Your brain gives the illusion that you can, because it can switch quite quickly. But this is just like the illusion that you can see the whole world around you - it's not actually so. The proof is straightforward, and needs a friend.

One person holds up two fingers, one on each hand, and holds them up about a foot apart in front of them. The other person looks rapidly back and forth between the two fingers, switching their gaze from finger to finger twice a second in a regular rhythm. It's not that hard to do this.

The person holding up the fingers watches the eyes of the other person, and once they've established a rhythm they ask them a visual memory question. They will be unable to answer it without breaking rhythm on their eye movements, which the friend can observe.

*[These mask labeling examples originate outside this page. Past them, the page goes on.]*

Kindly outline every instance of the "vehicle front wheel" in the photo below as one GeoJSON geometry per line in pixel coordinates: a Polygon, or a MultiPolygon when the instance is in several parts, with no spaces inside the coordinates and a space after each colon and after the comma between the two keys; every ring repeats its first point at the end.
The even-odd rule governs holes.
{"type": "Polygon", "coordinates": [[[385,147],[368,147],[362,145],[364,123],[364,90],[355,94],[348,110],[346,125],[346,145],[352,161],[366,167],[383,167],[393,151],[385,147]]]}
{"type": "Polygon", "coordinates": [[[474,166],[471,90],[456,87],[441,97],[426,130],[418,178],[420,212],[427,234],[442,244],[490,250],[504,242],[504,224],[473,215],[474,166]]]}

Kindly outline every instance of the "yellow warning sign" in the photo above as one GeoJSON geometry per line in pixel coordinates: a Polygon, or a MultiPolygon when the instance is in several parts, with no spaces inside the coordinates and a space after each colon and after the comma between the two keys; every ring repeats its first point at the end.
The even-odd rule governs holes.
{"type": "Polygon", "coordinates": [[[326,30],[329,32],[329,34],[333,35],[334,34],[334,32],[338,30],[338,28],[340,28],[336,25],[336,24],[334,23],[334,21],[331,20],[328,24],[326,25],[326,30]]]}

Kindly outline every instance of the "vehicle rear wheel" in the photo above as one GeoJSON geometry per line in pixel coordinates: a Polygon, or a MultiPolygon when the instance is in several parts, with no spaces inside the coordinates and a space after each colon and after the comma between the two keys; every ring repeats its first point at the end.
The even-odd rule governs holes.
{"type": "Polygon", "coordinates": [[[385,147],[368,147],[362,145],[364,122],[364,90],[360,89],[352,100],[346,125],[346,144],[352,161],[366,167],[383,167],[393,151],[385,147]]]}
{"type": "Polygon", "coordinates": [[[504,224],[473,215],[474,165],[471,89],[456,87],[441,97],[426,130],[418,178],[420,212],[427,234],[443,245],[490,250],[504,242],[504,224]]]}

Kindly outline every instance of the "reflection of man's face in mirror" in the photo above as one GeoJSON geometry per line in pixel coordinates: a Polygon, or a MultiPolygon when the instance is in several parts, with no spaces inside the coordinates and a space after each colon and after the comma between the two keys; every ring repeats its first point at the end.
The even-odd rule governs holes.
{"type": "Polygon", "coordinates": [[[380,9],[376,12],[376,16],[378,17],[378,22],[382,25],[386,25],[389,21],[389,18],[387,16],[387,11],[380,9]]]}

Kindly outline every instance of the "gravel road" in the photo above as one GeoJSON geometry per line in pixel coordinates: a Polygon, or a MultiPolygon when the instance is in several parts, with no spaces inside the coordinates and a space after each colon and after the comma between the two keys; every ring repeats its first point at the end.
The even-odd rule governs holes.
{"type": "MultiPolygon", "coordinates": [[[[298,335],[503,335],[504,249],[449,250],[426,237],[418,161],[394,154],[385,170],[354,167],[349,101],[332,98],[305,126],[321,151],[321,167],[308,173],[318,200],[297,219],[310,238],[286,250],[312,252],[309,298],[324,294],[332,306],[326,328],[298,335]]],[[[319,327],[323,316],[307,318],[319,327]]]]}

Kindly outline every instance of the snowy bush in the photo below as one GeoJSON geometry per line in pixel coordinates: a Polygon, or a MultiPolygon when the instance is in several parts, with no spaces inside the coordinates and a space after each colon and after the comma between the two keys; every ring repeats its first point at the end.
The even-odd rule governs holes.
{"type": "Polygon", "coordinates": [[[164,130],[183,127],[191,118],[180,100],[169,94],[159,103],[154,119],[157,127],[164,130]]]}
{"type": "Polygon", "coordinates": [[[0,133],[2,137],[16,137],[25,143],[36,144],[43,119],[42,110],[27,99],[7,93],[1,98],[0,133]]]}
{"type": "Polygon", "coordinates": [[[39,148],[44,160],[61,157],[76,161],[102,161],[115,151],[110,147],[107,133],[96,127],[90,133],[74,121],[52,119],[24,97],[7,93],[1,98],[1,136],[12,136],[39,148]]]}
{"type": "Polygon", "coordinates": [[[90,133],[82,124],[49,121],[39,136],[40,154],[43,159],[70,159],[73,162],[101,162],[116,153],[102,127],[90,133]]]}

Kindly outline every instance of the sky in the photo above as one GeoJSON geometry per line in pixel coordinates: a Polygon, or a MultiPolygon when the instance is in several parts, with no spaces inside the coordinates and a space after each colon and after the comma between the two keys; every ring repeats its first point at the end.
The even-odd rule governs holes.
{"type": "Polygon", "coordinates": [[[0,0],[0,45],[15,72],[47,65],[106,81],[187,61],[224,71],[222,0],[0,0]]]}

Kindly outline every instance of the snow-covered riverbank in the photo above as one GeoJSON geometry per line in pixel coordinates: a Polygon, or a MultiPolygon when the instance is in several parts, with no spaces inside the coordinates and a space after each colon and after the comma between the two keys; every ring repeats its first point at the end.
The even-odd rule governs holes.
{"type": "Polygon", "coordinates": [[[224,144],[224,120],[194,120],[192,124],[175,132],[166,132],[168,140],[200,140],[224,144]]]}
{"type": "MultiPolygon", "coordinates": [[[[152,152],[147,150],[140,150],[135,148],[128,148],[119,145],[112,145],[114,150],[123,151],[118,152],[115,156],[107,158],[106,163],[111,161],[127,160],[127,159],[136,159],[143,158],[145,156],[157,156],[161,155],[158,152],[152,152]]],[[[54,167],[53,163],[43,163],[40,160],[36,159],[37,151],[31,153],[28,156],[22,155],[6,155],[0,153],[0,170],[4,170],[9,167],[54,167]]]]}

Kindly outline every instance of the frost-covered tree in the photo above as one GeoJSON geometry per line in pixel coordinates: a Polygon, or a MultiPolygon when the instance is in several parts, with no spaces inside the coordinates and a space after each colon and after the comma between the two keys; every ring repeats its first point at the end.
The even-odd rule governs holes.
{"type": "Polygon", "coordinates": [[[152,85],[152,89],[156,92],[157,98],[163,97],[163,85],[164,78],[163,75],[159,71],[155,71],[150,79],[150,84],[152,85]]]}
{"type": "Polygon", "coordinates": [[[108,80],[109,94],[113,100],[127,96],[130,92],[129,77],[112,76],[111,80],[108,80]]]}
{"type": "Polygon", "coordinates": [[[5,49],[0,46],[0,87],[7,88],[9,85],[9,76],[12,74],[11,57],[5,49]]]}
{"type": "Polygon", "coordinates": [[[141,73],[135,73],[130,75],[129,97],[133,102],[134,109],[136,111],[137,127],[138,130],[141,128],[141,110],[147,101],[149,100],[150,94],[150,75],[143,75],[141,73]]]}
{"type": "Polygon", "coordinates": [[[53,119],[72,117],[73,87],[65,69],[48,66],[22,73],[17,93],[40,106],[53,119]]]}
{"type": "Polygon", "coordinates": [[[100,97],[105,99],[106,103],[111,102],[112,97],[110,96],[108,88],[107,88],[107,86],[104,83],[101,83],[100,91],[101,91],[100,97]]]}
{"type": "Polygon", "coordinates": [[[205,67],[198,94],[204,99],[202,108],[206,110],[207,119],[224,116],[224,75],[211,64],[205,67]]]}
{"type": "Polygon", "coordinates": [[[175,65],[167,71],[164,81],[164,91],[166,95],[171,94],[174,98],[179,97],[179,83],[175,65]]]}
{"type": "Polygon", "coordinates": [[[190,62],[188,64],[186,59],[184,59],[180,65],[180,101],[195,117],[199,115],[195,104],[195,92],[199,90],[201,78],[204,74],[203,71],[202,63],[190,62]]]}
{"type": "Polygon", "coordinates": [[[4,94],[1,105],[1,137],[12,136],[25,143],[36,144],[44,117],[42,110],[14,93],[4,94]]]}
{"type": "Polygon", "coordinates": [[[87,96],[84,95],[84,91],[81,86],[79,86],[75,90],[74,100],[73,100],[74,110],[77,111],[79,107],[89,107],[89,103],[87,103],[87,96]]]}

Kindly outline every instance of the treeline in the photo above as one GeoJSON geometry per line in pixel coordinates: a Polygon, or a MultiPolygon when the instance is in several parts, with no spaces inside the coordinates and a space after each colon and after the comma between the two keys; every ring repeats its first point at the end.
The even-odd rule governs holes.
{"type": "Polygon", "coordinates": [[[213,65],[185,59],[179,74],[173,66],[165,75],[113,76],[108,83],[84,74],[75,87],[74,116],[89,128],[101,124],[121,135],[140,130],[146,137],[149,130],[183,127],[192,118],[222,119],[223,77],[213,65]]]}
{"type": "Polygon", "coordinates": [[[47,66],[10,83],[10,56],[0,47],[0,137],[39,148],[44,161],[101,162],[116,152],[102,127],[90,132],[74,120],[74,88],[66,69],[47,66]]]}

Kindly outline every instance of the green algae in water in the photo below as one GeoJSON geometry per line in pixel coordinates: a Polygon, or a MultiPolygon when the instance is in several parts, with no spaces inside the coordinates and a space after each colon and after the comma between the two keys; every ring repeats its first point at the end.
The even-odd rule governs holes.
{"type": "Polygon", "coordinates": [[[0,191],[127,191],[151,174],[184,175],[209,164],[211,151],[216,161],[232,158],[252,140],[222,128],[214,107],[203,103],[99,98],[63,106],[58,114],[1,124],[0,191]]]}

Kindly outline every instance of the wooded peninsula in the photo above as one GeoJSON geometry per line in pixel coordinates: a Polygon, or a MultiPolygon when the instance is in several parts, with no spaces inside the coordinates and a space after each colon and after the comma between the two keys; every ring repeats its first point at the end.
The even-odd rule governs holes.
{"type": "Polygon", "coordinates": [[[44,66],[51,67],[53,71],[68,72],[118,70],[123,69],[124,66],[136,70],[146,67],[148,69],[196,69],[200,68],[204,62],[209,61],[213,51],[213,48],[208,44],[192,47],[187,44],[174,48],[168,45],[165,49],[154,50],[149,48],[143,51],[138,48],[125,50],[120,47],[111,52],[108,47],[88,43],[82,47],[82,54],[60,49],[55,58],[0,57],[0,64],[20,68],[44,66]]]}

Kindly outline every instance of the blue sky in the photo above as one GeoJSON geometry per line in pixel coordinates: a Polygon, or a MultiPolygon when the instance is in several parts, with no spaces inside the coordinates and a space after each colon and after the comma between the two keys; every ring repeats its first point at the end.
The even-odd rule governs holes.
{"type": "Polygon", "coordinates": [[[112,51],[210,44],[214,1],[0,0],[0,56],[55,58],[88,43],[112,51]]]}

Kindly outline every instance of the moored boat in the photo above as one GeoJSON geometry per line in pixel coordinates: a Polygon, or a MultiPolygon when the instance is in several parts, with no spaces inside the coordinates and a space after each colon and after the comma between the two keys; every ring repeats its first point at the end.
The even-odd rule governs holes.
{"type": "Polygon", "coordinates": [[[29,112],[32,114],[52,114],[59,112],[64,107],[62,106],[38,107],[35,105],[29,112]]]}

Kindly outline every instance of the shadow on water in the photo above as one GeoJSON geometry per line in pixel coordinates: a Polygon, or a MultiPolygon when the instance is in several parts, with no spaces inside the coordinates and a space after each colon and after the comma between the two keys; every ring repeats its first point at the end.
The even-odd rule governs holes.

Corollary - you at some level only have one internal screen which can either view external images, or internal ones. Not both at the same time.

Comment author: faul_sname 26 March 2012 10:40:03PM 2 points [-]

Alternatively, read the rest of this comment while you visualize slowly spinning a rubik's cube on the axis that cuts through opposite corners. If you don't have any trouble doing so, you know that you can see while visualizing. As for myself, I find that I can't do both tasks simultaneously.

Comment author: [deleted] 24 December 2012 06:35:00PM *  1 point [-]

I kind-of can, though the cube image is not that vivid. (It's still something I wouldn't do while driving, though.)

EDIT: BTW, I have several reasons to think that in my case reading mostly involves a part of my brain also used for processing spoken language and different from that used to process non-linguistic visual information, which may be unusual.